From some points of view the greatest achievement of General Wood's administration was that of the conquest of disease, and it was one in which he as a physician and man of science took peculiar interest. When he fought and temporarily overcame yellow fever at Santiago, there was no application of the immortal theory of Dr. Finlay, but it was supposed that the pestilence spontaneously arose from filth. The same was true of General Ludlow's subsequent cleansing of Havana; he supposing that{172}by the removal of filth the sources of infection would be removed. But when he observed that the dreaded disease occurred where there was no filth, General Wood concluded that it must have another source, and decided to give Dr. Finlay's theory a practical test. In 1900 therefore a medical commission was formed, composed of Drs. Walter Reed, U. S. A., James Carroll, Aristides Agramonte, and Jesse W. Lazear, who, with the heroic cooperation of soldiers of the United States army, who were willing to risk their lives in experiments for the welfare of humanity, undertook an elaborate series of demonstrations which were epochal in the history not alone of Cuba but also of the whole world.

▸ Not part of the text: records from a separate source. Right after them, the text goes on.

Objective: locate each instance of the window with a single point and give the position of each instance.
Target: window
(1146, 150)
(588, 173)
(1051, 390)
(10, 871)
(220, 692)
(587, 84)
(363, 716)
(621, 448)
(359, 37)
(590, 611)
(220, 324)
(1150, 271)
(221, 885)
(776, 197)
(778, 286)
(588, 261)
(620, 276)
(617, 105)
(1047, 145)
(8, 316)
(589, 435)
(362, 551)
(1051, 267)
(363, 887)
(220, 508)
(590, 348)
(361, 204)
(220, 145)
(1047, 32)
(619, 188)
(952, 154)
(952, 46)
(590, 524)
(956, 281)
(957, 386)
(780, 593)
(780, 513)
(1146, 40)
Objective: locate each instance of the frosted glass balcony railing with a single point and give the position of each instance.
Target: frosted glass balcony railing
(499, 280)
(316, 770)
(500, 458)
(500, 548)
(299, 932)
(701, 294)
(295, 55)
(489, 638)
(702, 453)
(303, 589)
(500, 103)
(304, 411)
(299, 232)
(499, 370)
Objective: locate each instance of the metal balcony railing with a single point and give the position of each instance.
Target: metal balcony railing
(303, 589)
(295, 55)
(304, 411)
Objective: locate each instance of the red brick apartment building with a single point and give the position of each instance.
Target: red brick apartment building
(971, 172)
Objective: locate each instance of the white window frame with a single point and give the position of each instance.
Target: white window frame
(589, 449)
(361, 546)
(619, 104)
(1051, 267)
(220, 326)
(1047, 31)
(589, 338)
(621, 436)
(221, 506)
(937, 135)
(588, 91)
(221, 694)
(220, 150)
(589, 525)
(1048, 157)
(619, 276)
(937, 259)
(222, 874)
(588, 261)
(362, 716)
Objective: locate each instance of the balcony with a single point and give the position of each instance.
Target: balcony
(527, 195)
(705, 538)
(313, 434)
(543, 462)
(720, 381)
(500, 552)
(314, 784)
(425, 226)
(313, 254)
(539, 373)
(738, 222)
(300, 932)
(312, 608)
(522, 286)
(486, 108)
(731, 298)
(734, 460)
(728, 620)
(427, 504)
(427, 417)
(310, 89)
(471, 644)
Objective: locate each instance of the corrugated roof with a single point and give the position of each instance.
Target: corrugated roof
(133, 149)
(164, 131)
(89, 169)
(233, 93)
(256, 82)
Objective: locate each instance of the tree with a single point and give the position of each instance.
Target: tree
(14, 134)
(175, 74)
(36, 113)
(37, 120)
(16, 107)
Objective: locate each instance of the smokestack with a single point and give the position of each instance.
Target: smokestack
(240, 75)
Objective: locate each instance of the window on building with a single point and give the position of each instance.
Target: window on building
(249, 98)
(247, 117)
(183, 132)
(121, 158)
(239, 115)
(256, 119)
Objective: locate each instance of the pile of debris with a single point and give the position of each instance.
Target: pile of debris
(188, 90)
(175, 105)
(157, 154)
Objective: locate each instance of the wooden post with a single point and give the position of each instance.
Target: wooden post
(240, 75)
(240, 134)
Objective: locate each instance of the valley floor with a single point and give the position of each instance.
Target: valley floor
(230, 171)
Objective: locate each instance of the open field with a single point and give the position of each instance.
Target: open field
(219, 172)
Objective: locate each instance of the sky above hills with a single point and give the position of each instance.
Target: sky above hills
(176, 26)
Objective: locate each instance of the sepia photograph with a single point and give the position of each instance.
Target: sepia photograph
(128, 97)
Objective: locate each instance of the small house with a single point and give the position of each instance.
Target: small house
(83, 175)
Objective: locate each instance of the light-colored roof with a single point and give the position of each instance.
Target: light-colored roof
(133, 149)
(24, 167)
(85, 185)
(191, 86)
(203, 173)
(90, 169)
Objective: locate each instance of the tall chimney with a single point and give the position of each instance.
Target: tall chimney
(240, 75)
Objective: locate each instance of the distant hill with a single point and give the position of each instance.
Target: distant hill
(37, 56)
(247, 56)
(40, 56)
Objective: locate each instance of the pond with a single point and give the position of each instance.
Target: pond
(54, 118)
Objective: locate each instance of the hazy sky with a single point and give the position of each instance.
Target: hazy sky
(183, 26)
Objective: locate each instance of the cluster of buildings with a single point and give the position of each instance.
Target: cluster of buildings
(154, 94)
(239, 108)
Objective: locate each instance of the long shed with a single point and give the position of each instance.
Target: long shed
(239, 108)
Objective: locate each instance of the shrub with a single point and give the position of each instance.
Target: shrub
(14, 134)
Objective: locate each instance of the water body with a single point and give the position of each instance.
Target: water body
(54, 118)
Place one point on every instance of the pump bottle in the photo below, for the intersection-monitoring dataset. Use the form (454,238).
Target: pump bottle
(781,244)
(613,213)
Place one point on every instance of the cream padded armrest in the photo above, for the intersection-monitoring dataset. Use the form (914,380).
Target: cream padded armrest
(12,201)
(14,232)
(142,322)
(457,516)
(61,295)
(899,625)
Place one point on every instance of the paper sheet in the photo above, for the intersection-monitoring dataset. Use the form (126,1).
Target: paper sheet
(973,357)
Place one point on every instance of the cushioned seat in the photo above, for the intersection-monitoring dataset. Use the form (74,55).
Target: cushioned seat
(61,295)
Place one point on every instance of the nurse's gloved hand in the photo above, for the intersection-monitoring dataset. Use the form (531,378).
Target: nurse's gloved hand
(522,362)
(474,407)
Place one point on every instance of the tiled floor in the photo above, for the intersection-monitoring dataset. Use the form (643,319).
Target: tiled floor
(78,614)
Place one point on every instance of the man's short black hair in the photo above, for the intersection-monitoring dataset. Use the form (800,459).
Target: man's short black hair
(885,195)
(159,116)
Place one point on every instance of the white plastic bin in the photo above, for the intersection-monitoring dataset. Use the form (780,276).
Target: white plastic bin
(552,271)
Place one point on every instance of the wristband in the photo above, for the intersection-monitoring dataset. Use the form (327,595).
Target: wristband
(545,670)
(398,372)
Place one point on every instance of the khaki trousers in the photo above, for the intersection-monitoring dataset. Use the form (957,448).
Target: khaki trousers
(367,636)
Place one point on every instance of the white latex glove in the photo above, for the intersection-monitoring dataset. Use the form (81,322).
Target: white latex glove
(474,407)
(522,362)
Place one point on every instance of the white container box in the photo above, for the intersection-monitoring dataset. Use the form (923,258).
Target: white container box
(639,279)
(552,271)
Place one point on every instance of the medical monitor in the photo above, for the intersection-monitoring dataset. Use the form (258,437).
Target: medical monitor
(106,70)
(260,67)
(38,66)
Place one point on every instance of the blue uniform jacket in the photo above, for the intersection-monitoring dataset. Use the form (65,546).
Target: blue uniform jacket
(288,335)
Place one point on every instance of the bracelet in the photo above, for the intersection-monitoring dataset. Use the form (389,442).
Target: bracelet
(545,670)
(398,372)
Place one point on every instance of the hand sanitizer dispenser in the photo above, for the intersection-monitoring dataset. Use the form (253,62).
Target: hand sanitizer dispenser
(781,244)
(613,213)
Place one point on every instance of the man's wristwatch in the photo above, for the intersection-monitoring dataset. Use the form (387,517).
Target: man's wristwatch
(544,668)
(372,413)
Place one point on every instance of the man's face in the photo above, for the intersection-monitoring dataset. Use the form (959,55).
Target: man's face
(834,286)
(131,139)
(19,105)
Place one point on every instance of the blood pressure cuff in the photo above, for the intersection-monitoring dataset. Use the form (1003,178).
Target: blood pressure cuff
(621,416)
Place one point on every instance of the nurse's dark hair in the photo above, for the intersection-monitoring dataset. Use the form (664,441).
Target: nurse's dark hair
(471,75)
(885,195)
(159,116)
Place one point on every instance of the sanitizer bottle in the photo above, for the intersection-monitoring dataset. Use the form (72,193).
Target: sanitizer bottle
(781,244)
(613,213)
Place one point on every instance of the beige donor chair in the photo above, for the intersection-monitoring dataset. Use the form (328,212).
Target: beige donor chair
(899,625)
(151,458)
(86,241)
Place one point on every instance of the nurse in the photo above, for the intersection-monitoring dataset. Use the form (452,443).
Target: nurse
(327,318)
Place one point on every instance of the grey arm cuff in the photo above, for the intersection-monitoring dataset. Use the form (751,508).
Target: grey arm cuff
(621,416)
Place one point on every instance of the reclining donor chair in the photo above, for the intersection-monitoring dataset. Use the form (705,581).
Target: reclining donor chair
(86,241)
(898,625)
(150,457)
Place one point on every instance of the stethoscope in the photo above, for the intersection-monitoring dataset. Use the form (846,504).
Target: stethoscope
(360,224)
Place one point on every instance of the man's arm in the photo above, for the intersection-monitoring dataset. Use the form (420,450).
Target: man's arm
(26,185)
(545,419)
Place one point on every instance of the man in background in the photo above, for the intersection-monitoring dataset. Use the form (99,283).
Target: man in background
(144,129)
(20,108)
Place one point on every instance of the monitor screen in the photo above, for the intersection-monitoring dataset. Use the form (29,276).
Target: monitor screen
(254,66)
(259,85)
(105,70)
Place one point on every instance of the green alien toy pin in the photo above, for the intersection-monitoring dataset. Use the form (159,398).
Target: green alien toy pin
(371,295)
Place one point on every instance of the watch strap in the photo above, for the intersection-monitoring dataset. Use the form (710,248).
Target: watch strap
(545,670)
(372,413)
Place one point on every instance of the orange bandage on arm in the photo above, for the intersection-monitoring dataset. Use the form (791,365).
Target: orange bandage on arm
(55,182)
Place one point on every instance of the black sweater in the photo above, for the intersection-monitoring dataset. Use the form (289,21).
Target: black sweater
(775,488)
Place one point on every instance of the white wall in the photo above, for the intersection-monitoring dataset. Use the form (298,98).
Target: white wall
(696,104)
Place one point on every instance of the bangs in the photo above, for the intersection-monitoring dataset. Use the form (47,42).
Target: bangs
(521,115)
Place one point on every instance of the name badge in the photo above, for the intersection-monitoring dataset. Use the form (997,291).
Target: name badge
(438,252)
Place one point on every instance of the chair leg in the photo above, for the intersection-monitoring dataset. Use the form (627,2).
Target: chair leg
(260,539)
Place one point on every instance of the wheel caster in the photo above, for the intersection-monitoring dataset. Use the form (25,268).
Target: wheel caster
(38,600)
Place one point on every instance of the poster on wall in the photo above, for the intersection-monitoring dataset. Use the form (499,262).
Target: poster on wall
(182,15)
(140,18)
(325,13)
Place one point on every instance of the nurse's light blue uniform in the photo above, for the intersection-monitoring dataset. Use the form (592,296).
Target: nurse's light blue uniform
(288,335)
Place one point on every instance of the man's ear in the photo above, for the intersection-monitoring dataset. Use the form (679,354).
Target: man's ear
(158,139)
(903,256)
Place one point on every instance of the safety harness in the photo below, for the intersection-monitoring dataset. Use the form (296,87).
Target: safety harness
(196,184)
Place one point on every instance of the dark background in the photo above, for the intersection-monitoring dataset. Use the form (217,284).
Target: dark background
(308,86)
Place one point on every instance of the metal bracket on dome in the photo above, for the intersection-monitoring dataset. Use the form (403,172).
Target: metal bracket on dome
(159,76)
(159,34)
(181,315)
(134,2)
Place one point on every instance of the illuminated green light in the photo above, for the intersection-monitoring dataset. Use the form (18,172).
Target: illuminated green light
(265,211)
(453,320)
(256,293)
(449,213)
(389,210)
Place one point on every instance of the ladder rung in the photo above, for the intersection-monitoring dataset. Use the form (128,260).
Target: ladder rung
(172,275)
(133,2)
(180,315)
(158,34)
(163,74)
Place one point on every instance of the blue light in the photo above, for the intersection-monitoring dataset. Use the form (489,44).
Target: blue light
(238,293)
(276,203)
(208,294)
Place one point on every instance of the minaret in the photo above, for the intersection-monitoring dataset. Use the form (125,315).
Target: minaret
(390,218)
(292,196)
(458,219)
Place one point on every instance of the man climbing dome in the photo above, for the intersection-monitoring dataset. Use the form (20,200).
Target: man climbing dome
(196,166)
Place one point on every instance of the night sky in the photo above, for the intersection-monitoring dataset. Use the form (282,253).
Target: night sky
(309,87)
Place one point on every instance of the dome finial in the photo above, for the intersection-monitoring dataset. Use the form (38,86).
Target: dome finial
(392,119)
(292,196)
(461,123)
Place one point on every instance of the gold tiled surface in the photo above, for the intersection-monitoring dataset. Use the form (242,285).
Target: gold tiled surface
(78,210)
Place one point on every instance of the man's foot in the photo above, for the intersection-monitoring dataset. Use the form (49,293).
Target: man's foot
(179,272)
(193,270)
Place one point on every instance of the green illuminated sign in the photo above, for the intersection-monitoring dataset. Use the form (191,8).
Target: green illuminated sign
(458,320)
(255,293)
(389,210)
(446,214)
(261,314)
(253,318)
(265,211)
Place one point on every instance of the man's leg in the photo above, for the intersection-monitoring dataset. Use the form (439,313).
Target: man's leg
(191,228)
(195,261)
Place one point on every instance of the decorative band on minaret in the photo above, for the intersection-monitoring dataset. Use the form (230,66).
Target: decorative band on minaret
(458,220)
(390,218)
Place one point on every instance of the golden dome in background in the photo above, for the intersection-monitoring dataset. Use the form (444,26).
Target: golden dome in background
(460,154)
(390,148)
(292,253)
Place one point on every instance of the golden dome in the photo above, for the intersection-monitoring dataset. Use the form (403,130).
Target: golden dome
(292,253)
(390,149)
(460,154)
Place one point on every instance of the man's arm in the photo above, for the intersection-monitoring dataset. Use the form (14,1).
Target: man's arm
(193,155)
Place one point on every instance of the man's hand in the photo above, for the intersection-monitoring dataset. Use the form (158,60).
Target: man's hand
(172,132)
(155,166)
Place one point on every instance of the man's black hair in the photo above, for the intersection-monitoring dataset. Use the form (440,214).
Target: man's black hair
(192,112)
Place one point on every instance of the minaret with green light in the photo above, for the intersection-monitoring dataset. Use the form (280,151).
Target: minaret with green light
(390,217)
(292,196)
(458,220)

Reed took the initiative. He applied to General Wood for permission to undertake the work, including the conducting of experiments on persons who were not immune against the fever, which of course was a most perilous venture. He also asked for a considerable sum of money with which to reward volunteers who would thus submit themselves to deadly peril. General Wood did not hesitate for a moment. He granted the permission, appropriated the money, and entered into the momentous enterprise with helpful sympathy and untiring zeal.
CARLOS J. FINLAY
Born at Camaguey on December 3, 1833, of English parents, and dying on August 20, 1915, Dr. Carlos J. Finlay left a name which greatly adorns the science of Cuba and which occupied a conspicuous place on the roster of the benefactors of humanity. He was educated in France and at the Jefferson Medical College in Philadelphia, and rose to eminence in his profession. He first of all men propounded the theory that Stegomiya fasciata mosquito was the active and sole agent in the communication of yellow fever, and personally, under the Governorship of Leonard Wood, demonstrated the correctness of that theory and thus freed Cuba from its most dreaded pestilence and blazed the way for a like achievement in all other lands. For this epochal service to the world many foreign governments bestowed distinctions and decorations upon him. Though technically retaining the British citizenship with which his father endowed him, he devoted his life to Cuba and filled with high efficiency the place of chief of the Bureau of Sanitation.